Picosecond Narrow Bandwidth X-ray Pulses from a Laser-Thomson-Backscattering Source


Picosecond Narrow Bandwidth X-ray Pulses from a Laser-Thomson-Backscattering Source

Jochmann, A.; Cowan, T.; Kuntzsch, M.; Lehnert, U.; Sauerbrey, R.; Wagner, A.; Trotsenko, S.; Couperus, J. P.; Debus, A.; Irman, A.; Schlenvoigt, H.-P.; Schramm, U.; Ledingham, K.

Abstract

Intense, ultimately coherent, ultrashort hard X-ray pulses can serve as a novel tool for structural analysis of complex systems with unprecedented temporal and spatial resolution. With the simultaneous availability of a high power short-pulse laser system it provides unique opportunities for a number of subsequent research steps at the forefront of relativistic light-matter interactions. At HZDR we demonstrated the generation of such a light source (PHOENIX) by colliding picosecond electron bunches from the ELBE linear accelerator with counter-propagating femtosecond laser pulses from the 150 TW Draco Ti:Sapphire laser system. The generated narrowband X-rays are highly collimated and can be reliable adjusted from 5.5 to 23.5 keV by tuning the electron energy (24 MeV to 30 MeV) and the laser intensity.
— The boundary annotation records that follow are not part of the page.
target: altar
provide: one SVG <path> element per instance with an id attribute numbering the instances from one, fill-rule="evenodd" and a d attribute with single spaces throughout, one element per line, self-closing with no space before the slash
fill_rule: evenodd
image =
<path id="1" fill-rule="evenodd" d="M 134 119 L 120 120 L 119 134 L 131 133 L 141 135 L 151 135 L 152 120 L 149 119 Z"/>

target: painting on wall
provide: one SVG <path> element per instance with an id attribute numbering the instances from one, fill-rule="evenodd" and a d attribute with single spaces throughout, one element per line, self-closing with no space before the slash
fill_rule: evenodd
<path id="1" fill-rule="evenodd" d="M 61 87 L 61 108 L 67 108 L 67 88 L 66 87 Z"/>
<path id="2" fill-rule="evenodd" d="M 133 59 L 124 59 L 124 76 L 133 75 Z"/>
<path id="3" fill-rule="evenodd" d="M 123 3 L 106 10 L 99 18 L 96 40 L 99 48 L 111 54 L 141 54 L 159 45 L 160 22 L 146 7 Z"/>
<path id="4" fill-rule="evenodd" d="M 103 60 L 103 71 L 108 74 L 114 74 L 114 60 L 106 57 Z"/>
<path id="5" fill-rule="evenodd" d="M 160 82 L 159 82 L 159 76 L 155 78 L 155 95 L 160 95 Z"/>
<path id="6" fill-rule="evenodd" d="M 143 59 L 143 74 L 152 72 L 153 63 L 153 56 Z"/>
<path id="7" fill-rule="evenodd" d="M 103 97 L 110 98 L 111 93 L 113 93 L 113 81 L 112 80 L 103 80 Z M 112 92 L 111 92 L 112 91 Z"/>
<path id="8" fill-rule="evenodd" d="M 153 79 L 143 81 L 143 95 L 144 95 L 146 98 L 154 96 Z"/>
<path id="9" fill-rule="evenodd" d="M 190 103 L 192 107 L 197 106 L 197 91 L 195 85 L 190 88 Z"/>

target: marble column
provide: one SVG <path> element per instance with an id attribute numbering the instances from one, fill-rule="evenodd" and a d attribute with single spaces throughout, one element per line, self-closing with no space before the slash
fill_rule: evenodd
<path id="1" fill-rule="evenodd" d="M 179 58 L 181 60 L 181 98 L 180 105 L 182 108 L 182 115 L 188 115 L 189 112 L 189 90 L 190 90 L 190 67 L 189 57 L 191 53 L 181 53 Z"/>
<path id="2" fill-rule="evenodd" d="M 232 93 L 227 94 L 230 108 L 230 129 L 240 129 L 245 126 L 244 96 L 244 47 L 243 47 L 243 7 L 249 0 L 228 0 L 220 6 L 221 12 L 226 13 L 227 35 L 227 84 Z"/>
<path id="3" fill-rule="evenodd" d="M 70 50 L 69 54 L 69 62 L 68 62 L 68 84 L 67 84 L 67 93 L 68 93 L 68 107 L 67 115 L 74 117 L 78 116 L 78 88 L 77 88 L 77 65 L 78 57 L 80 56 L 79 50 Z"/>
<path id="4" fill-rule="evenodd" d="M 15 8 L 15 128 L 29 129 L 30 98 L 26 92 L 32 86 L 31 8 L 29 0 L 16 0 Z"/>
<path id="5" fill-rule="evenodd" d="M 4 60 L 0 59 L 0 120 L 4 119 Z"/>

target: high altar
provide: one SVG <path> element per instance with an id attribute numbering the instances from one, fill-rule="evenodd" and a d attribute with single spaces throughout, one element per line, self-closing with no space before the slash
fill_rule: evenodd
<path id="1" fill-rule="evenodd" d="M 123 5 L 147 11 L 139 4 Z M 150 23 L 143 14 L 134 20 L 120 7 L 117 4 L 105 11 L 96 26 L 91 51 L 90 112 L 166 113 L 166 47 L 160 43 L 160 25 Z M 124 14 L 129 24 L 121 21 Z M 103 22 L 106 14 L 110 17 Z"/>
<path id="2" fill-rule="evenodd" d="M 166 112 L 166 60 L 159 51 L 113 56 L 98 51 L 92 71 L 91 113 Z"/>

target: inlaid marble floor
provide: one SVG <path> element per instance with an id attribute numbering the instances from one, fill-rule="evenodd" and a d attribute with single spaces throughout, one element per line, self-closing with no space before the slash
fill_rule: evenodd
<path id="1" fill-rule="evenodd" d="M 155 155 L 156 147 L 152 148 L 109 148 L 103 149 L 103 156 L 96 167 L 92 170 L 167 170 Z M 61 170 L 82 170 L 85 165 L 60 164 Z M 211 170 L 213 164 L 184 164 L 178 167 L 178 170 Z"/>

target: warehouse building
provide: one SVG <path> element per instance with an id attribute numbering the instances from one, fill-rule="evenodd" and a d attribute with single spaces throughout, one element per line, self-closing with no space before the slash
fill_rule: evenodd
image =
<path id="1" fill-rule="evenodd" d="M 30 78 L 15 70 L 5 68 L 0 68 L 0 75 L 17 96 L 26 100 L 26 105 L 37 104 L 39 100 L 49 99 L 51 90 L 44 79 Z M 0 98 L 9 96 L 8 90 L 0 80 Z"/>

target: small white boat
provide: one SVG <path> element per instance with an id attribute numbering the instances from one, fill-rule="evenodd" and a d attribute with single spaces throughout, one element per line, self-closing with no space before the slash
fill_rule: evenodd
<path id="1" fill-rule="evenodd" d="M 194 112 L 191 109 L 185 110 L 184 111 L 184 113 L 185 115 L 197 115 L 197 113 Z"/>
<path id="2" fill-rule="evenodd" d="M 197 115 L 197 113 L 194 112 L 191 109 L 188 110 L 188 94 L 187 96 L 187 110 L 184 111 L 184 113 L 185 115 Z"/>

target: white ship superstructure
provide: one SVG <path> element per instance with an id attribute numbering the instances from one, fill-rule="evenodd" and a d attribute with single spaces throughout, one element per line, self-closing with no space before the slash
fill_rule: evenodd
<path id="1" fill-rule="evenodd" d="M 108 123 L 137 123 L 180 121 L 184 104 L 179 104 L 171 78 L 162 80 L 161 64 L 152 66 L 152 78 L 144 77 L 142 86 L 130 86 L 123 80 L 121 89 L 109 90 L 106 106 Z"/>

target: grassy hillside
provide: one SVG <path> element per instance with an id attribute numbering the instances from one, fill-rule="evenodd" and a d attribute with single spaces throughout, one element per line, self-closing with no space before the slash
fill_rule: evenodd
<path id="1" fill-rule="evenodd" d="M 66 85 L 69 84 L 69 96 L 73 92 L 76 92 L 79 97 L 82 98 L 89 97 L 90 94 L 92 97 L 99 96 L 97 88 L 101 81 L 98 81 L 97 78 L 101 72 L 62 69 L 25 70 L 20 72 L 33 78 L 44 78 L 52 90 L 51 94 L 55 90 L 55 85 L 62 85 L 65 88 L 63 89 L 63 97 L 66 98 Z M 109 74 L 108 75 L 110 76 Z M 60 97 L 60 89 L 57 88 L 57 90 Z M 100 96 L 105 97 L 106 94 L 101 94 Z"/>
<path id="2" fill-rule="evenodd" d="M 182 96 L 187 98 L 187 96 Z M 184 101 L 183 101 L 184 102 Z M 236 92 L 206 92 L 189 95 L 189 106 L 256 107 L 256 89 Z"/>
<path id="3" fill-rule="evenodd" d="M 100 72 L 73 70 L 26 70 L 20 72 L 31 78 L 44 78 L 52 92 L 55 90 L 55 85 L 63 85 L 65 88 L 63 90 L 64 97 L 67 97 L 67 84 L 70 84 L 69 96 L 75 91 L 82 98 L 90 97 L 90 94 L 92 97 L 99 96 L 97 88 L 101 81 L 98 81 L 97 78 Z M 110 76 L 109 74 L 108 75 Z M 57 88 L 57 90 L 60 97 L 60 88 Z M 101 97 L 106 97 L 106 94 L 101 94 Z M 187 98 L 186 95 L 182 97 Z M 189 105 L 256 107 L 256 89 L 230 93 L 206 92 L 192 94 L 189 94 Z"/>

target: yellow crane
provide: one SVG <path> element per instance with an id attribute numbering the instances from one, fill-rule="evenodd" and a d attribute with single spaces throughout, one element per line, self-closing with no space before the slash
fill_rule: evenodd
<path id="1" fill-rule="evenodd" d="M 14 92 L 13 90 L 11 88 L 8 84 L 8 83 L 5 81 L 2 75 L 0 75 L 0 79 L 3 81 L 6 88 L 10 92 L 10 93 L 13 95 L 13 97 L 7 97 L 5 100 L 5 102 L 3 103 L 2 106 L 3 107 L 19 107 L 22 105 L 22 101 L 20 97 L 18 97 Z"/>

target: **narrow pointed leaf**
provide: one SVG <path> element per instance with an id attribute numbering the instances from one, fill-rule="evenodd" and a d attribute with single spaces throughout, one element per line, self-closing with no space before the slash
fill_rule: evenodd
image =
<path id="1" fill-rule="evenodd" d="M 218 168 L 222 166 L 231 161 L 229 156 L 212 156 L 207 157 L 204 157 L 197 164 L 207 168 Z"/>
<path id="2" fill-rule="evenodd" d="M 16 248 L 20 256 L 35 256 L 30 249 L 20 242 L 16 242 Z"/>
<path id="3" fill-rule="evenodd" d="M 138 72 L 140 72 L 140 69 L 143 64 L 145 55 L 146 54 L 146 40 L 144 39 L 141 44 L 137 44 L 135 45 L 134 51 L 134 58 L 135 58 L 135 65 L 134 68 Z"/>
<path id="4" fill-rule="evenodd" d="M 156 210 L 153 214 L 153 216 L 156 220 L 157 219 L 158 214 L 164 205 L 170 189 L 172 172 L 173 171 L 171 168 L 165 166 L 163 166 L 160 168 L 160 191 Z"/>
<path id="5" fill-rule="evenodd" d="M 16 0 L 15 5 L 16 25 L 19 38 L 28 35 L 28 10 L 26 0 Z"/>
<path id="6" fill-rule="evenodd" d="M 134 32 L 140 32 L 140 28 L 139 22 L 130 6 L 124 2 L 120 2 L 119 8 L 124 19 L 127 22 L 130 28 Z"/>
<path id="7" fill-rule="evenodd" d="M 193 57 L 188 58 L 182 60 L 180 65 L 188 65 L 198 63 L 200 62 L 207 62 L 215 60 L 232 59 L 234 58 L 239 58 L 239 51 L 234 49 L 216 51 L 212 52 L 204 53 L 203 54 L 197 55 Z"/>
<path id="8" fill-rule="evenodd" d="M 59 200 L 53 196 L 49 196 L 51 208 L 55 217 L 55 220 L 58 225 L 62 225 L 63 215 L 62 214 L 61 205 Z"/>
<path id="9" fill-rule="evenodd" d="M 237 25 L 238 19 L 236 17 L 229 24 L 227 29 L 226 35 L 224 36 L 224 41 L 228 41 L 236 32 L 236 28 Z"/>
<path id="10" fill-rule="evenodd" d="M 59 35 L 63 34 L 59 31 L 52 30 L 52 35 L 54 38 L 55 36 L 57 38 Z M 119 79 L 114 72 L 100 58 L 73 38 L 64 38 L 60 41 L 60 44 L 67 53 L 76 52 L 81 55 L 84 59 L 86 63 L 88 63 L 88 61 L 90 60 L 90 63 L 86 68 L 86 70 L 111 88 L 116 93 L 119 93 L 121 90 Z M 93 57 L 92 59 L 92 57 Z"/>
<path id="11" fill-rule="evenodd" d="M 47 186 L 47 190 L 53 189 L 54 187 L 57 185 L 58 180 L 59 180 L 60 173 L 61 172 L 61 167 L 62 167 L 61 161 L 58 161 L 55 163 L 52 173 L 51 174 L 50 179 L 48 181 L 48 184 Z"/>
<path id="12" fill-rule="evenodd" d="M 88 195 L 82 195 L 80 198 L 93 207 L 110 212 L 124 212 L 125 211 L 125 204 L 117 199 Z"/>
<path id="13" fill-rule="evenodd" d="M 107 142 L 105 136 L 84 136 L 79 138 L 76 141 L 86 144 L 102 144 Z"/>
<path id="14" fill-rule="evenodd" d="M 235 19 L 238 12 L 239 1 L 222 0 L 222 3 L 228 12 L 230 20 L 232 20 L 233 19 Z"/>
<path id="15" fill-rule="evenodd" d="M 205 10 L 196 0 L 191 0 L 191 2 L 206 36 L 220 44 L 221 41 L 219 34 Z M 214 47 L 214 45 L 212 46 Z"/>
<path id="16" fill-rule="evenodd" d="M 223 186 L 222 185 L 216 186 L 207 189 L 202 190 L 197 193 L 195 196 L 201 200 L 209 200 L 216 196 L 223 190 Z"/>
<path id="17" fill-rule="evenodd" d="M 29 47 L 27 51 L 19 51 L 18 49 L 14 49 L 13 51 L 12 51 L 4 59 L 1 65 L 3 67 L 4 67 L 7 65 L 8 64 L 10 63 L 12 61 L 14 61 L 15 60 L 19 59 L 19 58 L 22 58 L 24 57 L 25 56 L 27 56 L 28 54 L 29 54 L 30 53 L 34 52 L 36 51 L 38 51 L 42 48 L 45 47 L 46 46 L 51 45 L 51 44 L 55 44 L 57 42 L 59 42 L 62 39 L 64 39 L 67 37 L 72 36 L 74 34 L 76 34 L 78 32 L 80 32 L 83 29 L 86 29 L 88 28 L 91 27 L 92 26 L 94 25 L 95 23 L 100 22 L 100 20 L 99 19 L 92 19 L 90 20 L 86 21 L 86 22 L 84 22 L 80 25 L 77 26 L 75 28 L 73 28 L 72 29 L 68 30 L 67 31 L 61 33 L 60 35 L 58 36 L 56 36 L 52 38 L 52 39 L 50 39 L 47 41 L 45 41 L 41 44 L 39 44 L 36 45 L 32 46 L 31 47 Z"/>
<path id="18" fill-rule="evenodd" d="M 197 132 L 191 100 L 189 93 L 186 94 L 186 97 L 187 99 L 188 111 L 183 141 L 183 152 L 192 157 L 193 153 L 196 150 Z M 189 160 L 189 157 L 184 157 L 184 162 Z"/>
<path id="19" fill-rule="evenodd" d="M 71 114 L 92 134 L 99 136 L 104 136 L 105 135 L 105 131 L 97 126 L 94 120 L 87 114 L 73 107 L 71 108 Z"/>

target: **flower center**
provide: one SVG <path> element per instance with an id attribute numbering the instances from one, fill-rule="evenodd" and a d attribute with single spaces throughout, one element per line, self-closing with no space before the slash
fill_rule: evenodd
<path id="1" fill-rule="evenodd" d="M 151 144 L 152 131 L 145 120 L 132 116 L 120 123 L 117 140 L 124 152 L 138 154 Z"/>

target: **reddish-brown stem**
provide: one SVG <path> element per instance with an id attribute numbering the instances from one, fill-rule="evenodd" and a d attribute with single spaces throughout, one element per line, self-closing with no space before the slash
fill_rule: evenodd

Ensuring the spatiotemporal overlap and suppressing the bremsstrahlung background we have achieved a signal-to-noise ratio greater than 300:1. Together with the use of an X-ray camera (resolution of 250 eV(FWHM)) to record the spectrum, we were able to resolve the angular-energy correlation and to study the influence of the beam emittance on the observed bandwidth.